Kronos Quartet Plays Sigur Rós (Nonesuch, 2007)

クラシックの「現代音楽」に限らず、ロック、ジャズ、世界各地の音楽をレパートリーに持つ弦楽四重奏団クロノス・カルテットアイスランドアンビエント・ロックバンド*1シガー・ロスの曲"Flugufrelsarinn"を取り上げた一枚。
一枚、と書いたけれども、デジタル配信のみで「星条旗」(ジミヘンのバージョンを取り入れてのアレンジ版)とのセットなので、事実上シングルだ。iTunes StoreとNonesuch Storeで取り扱っているけれど、iTSがDRMつき128kbpsのAACで300円なのに対し、Nonesuch StoreはDRMなし320kbpsのmp3で2ドルなので、クレジットカードがあって、英語サイトでの購入も平気な人なら、iTSで買う理由はない。mp3ファイルにはジャケットが埋め込まれていたりはしないが、ジャケットがほしければ、商品サイトにあるものをローカルに保存すればいいだけだし。

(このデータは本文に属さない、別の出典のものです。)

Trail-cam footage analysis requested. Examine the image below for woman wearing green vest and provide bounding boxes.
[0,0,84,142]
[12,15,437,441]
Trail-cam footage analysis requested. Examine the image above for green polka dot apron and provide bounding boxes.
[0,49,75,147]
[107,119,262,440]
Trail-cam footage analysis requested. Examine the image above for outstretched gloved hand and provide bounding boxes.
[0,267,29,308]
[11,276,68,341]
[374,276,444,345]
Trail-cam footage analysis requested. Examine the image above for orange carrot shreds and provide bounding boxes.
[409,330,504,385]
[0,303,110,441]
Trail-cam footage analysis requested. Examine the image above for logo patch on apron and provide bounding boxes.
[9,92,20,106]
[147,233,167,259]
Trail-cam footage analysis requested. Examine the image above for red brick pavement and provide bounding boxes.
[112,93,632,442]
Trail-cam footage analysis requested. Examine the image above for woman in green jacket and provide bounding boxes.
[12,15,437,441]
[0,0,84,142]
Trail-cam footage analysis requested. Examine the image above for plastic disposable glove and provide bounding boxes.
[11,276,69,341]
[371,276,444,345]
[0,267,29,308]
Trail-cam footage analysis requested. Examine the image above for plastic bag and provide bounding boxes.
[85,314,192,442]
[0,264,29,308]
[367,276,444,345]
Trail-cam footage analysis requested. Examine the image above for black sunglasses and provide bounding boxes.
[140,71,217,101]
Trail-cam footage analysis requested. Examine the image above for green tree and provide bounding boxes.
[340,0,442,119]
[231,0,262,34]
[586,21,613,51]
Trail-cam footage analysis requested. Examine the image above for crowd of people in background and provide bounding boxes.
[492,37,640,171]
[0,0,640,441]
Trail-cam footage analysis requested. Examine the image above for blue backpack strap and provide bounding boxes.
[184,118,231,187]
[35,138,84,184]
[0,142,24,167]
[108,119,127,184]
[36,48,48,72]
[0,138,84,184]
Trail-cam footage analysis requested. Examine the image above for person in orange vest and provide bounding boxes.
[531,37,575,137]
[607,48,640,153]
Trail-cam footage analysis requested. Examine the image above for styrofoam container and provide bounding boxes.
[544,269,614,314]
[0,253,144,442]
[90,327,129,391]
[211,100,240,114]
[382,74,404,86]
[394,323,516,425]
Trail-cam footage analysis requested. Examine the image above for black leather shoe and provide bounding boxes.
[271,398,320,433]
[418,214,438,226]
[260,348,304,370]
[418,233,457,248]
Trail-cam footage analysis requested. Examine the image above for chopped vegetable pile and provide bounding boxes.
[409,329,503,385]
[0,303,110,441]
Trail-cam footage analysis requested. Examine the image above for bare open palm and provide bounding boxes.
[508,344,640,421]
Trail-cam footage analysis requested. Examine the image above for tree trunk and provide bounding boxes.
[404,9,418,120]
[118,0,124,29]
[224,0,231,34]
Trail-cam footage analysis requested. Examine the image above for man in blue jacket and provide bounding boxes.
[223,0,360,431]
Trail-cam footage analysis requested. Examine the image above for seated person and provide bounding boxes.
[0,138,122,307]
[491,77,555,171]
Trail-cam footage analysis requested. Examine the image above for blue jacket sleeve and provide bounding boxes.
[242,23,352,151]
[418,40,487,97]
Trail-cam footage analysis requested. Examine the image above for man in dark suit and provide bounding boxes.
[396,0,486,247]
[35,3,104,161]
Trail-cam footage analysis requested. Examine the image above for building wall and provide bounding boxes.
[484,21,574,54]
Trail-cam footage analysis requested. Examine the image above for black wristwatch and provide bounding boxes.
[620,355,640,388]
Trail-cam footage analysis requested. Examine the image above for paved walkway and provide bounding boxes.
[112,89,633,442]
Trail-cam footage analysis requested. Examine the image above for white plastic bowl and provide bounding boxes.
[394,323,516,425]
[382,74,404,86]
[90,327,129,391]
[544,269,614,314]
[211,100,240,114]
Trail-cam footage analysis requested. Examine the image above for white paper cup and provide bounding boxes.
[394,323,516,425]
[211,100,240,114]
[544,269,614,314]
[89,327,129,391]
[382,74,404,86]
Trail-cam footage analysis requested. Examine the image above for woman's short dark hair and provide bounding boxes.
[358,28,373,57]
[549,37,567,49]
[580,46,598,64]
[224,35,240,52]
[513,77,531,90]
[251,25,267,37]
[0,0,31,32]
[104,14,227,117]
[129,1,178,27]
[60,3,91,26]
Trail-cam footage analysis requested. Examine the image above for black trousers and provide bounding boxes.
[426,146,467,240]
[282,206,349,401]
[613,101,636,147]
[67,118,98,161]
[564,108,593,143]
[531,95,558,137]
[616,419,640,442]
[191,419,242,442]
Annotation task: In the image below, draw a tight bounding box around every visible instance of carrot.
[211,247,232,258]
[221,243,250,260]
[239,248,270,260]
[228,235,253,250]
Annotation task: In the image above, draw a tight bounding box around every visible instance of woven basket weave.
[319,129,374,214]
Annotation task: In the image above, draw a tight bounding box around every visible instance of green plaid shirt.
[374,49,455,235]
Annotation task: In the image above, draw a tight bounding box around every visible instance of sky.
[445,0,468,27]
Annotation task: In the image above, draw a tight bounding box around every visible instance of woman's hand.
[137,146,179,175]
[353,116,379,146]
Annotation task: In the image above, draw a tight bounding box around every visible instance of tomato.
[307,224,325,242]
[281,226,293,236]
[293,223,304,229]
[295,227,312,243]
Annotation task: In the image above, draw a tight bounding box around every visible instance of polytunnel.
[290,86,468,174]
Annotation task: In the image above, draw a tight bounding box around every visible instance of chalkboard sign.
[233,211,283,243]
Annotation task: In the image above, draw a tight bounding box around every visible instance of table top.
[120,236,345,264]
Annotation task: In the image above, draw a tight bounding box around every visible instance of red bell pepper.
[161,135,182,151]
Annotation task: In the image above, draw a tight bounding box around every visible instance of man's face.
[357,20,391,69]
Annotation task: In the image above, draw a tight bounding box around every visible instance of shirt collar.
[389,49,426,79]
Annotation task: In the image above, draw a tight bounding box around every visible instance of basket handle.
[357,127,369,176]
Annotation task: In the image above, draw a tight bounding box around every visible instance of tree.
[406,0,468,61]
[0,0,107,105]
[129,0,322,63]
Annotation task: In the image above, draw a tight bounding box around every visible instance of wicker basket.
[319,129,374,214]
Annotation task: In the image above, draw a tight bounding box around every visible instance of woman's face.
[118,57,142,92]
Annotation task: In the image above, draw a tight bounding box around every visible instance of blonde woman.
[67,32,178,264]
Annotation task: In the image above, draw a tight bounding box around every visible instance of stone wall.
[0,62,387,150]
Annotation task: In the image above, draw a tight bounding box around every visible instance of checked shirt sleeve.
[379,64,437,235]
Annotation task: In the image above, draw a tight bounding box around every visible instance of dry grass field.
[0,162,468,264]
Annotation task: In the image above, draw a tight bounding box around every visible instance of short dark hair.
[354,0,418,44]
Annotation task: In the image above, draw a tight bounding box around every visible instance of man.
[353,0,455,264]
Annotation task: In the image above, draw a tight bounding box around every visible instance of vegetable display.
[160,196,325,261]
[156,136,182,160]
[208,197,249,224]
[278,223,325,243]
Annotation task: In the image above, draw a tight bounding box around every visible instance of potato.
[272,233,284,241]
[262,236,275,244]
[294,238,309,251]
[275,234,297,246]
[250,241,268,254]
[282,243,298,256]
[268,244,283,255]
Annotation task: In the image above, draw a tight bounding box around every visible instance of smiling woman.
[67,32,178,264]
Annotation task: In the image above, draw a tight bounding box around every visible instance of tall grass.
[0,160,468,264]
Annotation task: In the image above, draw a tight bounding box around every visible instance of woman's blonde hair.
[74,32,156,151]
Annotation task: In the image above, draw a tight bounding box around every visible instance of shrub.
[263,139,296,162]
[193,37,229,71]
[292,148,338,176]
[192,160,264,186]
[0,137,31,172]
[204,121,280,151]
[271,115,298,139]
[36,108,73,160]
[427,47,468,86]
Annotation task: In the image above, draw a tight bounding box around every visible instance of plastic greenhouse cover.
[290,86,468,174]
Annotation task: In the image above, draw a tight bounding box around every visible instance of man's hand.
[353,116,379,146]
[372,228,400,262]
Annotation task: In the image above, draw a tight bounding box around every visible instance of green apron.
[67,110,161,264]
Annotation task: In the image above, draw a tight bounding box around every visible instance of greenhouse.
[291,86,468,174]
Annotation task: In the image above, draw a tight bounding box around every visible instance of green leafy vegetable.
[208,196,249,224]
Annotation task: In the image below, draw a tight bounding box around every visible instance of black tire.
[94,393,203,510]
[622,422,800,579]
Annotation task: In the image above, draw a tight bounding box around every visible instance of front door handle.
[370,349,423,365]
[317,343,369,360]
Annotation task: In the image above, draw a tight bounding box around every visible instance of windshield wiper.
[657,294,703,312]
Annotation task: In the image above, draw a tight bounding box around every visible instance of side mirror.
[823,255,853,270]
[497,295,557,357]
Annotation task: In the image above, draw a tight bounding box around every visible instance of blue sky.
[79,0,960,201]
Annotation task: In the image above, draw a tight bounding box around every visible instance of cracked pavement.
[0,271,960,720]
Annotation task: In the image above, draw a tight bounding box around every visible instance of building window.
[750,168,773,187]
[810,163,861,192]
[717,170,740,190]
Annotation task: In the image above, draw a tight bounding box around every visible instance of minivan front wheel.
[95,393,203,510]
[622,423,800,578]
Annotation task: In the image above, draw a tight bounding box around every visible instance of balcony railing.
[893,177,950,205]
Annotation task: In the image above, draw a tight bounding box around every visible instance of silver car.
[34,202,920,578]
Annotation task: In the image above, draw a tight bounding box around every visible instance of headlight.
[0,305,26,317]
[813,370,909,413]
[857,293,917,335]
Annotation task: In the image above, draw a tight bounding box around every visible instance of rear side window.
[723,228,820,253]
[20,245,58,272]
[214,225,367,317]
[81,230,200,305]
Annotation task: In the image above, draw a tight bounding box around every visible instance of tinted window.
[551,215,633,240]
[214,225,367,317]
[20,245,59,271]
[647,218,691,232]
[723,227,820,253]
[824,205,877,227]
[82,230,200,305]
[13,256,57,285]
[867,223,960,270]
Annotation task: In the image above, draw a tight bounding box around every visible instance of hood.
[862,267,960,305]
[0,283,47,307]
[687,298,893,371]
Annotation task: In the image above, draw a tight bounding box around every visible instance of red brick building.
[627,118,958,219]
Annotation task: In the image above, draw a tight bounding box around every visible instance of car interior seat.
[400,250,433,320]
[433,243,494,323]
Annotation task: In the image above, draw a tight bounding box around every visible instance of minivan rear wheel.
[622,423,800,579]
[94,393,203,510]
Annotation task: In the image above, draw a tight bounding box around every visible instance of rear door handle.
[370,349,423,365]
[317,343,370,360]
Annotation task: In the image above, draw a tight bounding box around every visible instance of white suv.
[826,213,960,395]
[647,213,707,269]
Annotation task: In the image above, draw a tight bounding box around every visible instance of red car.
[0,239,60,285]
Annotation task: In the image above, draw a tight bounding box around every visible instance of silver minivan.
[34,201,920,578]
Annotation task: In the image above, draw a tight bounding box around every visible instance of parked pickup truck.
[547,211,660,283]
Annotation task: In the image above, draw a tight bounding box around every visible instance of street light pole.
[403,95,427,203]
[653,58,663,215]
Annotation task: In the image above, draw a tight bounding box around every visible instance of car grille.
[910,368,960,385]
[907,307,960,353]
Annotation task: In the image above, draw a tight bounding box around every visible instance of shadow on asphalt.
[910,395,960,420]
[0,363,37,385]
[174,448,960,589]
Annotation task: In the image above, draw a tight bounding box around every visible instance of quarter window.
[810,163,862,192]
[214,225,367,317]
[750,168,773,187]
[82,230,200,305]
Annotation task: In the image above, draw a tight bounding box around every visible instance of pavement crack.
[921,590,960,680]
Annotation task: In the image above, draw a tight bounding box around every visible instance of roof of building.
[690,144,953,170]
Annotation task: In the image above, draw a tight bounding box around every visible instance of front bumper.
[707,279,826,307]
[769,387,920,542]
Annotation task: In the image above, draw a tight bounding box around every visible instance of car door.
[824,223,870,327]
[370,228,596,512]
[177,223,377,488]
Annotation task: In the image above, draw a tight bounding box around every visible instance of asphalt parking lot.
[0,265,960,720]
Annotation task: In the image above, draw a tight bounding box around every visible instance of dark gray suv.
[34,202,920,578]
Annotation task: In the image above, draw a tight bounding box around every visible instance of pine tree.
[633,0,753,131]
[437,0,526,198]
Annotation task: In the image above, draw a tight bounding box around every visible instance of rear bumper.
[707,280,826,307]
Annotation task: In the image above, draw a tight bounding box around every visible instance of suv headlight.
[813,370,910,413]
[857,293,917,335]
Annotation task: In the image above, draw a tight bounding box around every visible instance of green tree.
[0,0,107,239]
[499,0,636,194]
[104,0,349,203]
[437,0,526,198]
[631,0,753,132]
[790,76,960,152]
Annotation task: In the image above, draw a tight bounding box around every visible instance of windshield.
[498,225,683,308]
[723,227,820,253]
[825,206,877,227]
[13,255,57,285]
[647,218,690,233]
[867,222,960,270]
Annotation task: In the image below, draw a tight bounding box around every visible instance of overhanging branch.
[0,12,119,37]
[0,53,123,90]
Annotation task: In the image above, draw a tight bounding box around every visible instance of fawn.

さて、シガー・ロスの"Flugufrelsarinn"("The Fly Freer"と英語では訳されている)だが、たゆたうような中にひとすじ、哀愁のある旋律があって、ほっこりします。クロノスQを聞く人は特にクラシック一筋ではない人が多いと思うけれども、クラシック音楽的な文脈でもグリーグドビュッシーが好きな人はいける演奏だ。ぼくはメシアンのオルガン曲なんかの陶酔する感じも連想した。バルトーク好きも、過激なリズムをこの曲に求めなければ受け入れると思う。もう一曲の「星条旗」はジミヘンの、ウッドストックで有名なあれ。ジミに倣ってコンサート音源がおさめられている。バルトーク弦楽四重奏第四番とジミヘンをまっすぐにつなぐ編曲になっている。透明感があるので、ジミヘンってよりはテリエ・リプダルみたいなあばれようだけども。どちらも電気/電子楽器のフィードバックノイズを弦楽器で再表現/表象して見せた好演だ。

クロノスQは新譜Floodplainもでた。試聴したところ、中東から北アフリカあたりの音楽を取り上げたもののようだ。

*1:という理解でいいと思うのだけど、なにぶんちゃんと聞いたことがないので、よくわからない。有名な胎児のジャケットのアルバムは昔聴かせてもらったことがある。その時点ではロックの文脈だと、ロジャー・ウォーターズが引っ張っていたころの(要するに一番有名な)ピンクフロイドとかとともに聞けそうな感じだった。